Both study abroad and historical study involve trying to understand the behavior and values of people operating in circumstances very different from our own. Historians often say, “the past is a foreign country.” When we immerse ourselves in earlier times, we have to perform the same exercise we do when abroad: work our way into minds and situations unfamiliar to us. In the midst of another country or culture, we find ourselves asking historical questions. Where did this practice come from? Why do the people here speak this particular dialect? Why do they dislike the folks across the river so much? Even if your main interest as a history major is the United States, experience abroad will help you see American history in new ways, and give you some distance from the institutions and practices you take for granted.
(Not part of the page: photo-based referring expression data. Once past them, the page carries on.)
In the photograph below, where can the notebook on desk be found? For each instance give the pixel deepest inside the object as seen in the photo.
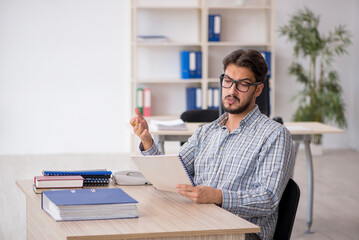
(164, 171)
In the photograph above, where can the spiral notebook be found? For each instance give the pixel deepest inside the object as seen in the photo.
(164, 171)
(98, 177)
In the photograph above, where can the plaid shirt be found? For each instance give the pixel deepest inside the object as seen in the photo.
(251, 165)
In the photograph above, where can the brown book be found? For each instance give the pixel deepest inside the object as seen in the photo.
(58, 181)
(40, 190)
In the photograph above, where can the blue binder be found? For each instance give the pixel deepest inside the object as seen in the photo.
(191, 98)
(214, 27)
(198, 73)
(267, 57)
(191, 64)
(194, 98)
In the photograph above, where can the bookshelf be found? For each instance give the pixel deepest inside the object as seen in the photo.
(156, 65)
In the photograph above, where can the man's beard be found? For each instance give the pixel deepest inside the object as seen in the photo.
(239, 109)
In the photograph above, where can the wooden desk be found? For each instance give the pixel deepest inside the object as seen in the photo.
(300, 131)
(162, 215)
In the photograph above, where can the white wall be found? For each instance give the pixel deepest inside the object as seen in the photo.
(65, 69)
(332, 13)
(64, 76)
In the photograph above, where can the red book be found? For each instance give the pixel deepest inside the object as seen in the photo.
(147, 102)
(58, 181)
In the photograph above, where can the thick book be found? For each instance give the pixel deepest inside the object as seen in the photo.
(88, 204)
(164, 171)
(58, 181)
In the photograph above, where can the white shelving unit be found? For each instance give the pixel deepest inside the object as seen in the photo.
(185, 22)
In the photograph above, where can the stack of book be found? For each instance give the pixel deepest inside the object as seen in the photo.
(71, 179)
(46, 183)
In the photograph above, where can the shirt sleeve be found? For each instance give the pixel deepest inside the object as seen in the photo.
(275, 166)
(189, 150)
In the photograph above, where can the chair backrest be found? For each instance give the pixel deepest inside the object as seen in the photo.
(200, 115)
(288, 205)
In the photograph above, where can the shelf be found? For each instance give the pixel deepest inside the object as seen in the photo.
(234, 7)
(165, 44)
(169, 7)
(169, 81)
(239, 44)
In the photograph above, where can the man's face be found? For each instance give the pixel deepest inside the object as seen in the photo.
(235, 101)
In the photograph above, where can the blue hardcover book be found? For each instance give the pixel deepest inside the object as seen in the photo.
(267, 57)
(188, 64)
(88, 204)
(214, 27)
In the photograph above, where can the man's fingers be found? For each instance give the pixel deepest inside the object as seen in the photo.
(133, 121)
(138, 113)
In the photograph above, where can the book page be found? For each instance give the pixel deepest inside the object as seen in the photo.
(163, 171)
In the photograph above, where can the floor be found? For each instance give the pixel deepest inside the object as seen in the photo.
(336, 198)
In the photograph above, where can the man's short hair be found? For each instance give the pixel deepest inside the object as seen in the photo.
(251, 59)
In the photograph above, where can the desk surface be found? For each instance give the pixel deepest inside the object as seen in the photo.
(161, 215)
(295, 128)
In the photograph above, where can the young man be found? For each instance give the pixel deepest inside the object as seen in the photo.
(243, 160)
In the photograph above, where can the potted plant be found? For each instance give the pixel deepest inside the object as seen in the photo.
(321, 97)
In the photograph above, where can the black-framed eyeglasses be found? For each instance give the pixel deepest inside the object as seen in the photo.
(242, 85)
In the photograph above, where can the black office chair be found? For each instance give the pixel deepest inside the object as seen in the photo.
(288, 205)
(200, 115)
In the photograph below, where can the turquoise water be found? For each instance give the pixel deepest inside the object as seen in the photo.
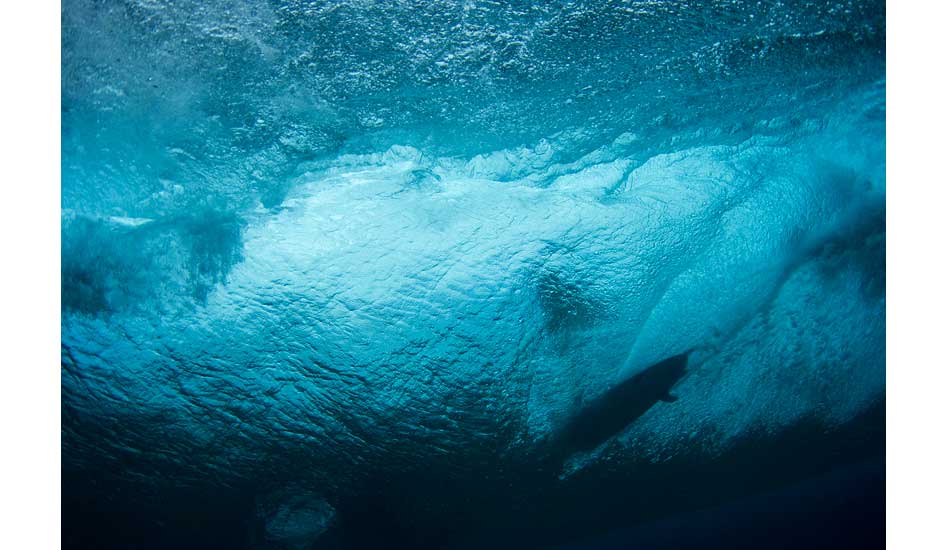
(467, 274)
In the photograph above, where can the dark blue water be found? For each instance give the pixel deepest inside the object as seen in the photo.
(473, 274)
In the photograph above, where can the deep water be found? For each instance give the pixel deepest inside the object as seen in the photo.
(466, 274)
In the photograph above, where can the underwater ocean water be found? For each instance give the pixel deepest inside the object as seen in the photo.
(471, 274)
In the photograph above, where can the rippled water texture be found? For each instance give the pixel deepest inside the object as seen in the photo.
(465, 274)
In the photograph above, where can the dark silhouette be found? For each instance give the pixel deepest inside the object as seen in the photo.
(620, 406)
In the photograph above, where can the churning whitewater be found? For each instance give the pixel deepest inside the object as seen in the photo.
(468, 274)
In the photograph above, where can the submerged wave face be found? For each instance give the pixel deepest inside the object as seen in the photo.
(459, 274)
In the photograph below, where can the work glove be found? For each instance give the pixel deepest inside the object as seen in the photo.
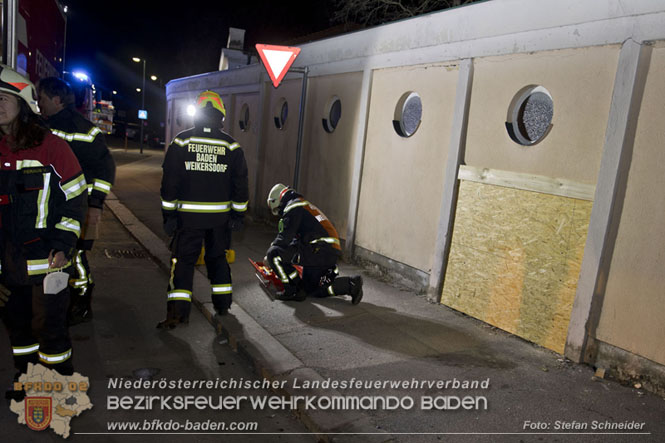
(236, 223)
(4, 295)
(170, 226)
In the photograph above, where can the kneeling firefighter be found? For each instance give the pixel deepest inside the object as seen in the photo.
(308, 238)
(204, 197)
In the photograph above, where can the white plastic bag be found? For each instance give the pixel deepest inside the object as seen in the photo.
(55, 282)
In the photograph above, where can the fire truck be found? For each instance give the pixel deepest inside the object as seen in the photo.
(33, 43)
(33, 37)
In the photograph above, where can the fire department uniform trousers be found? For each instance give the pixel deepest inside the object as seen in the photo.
(186, 249)
(30, 313)
(320, 275)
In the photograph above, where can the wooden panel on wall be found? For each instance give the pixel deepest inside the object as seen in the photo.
(515, 260)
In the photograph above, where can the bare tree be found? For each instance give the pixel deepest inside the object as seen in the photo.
(374, 12)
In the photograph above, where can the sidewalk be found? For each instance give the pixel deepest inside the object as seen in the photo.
(395, 335)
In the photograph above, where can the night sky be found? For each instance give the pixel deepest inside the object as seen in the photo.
(177, 41)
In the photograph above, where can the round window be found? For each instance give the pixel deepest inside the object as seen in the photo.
(281, 113)
(530, 115)
(244, 118)
(408, 114)
(332, 114)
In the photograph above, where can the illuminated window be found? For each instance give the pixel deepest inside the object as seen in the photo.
(408, 114)
(281, 113)
(530, 115)
(244, 118)
(332, 114)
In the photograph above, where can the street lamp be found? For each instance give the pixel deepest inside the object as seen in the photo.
(138, 60)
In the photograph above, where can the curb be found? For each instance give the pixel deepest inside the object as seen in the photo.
(271, 360)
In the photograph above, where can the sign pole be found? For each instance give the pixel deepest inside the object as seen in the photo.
(301, 124)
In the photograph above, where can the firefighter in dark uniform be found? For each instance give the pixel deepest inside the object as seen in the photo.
(42, 206)
(56, 101)
(308, 238)
(204, 197)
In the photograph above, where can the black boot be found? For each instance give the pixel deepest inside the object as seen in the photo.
(14, 394)
(356, 289)
(81, 310)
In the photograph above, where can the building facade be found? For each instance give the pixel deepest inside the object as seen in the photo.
(506, 157)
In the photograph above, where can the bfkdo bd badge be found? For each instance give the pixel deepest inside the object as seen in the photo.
(38, 412)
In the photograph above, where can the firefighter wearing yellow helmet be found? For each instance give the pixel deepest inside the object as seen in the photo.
(308, 238)
(204, 197)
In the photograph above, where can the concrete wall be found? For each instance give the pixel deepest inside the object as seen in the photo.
(278, 146)
(580, 82)
(633, 311)
(402, 177)
(248, 139)
(394, 199)
(326, 167)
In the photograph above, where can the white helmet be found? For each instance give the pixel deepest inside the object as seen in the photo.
(275, 197)
(14, 83)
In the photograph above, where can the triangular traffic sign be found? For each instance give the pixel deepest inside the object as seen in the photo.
(277, 60)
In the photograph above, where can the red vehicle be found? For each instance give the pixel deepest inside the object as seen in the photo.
(34, 37)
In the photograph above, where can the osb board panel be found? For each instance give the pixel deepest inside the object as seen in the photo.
(515, 260)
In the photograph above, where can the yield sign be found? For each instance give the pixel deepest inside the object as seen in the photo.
(277, 60)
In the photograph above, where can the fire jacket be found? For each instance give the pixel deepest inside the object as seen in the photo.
(42, 206)
(304, 226)
(89, 146)
(204, 179)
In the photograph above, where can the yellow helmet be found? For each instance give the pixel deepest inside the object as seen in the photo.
(213, 98)
(275, 197)
(14, 83)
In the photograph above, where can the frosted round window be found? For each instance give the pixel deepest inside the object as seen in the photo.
(530, 115)
(408, 114)
(332, 114)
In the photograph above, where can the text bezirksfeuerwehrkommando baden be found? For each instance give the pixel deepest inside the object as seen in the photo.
(232, 401)
(295, 383)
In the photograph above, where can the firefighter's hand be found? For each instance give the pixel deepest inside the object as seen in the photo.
(94, 215)
(4, 295)
(56, 259)
(170, 226)
(236, 223)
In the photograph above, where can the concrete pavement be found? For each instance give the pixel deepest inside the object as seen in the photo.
(394, 335)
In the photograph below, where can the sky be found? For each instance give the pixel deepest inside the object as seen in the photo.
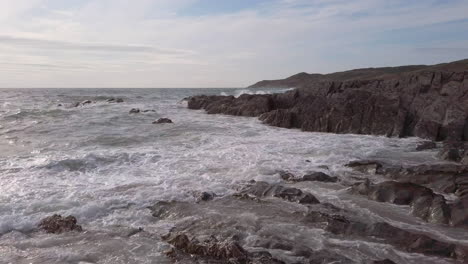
(218, 43)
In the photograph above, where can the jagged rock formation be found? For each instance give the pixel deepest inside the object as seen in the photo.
(56, 224)
(384, 73)
(428, 104)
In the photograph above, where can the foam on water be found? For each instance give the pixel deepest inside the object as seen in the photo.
(105, 166)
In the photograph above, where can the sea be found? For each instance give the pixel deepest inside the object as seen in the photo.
(106, 167)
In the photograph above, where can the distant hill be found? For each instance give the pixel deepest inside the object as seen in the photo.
(304, 79)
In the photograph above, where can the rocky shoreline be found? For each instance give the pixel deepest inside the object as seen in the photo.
(428, 104)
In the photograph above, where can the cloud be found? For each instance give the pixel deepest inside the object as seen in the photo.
(152, 43)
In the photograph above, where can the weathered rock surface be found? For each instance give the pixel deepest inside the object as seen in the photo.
(426, 145)
(406, 240)
(86, 102)
(215, 251)
(57, 224)
(366, 166)
(222, 230)
(115, 100)
(429, 104)
(134, 111)
(311, 176)
(163, 121)
(423, 201)
(263, 189)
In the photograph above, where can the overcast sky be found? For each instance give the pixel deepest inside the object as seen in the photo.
(218, 43)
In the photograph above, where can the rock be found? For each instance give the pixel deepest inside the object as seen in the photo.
(225, 250)
(115, 100)
(206, 196)
(459, 212)
(385, 261)
(454, 151)
(365, 166)
(426, 145)
(163, 121)
(428, 104)
(287, 176)
(263, 189)
(423, 201)
(319, 176)
(384, 232)
(57, 224)
(83, 103)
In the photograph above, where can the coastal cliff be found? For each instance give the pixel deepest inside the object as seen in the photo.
(430, 102)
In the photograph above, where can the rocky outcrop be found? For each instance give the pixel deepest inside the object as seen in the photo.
(222, 231)
(57, 224)
(115, 100)
(406, 240)
(311, 176)
(163, 121)
(423, 201)
(263, 189)
(427, 104)
(134, 111)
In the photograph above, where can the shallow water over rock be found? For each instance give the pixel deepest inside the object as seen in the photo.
(109, 169)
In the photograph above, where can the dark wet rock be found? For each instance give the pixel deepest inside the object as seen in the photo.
(454, 151)
(406, 240)
(244, 105)
(83, 103)
(319, 176)
(423, 201)
(134, 111)
(385, 261)
(215, 251)
(223, 221)
(365, 166)
(161, 209)
(426, 145)
(134, 231)
(286, 175)
(57, 224)
(429, 104)
(312, 176)
(115, 100)
(206, 196)
(163, 121)
(447, 178)
(459, 212)
(225, 250)
(263, 189)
With Department approval, students may apply up to two study-abroad courses to the History major for a semester’s study, three courses for a year’s study. These courses almost always transfer at the 200 level. So expect to do your 199, your two 300-level colloquia, and your 400 research seminar here. The 199 should be behind you before you go.
Choosing a Program
In choosing a program, be advised that our exchange programs in Europe, Australia, New Zealand, and the Americas tend to have solid offerings in History. Programs in other regions are less consistent. But don’t let that necessarily deter you from going to those places. The History faculty can help you find ways to coordinate less conventional programs with the history major. And don’t forget that mastering a foreign language opens access to all sorts of documentary evidence that will remain closed to you if English is all you know.
The key is to consult with the history department chair, your advisor, faculty you know well, and fellow students who are or who have been abroad about which programs will best suit your needs.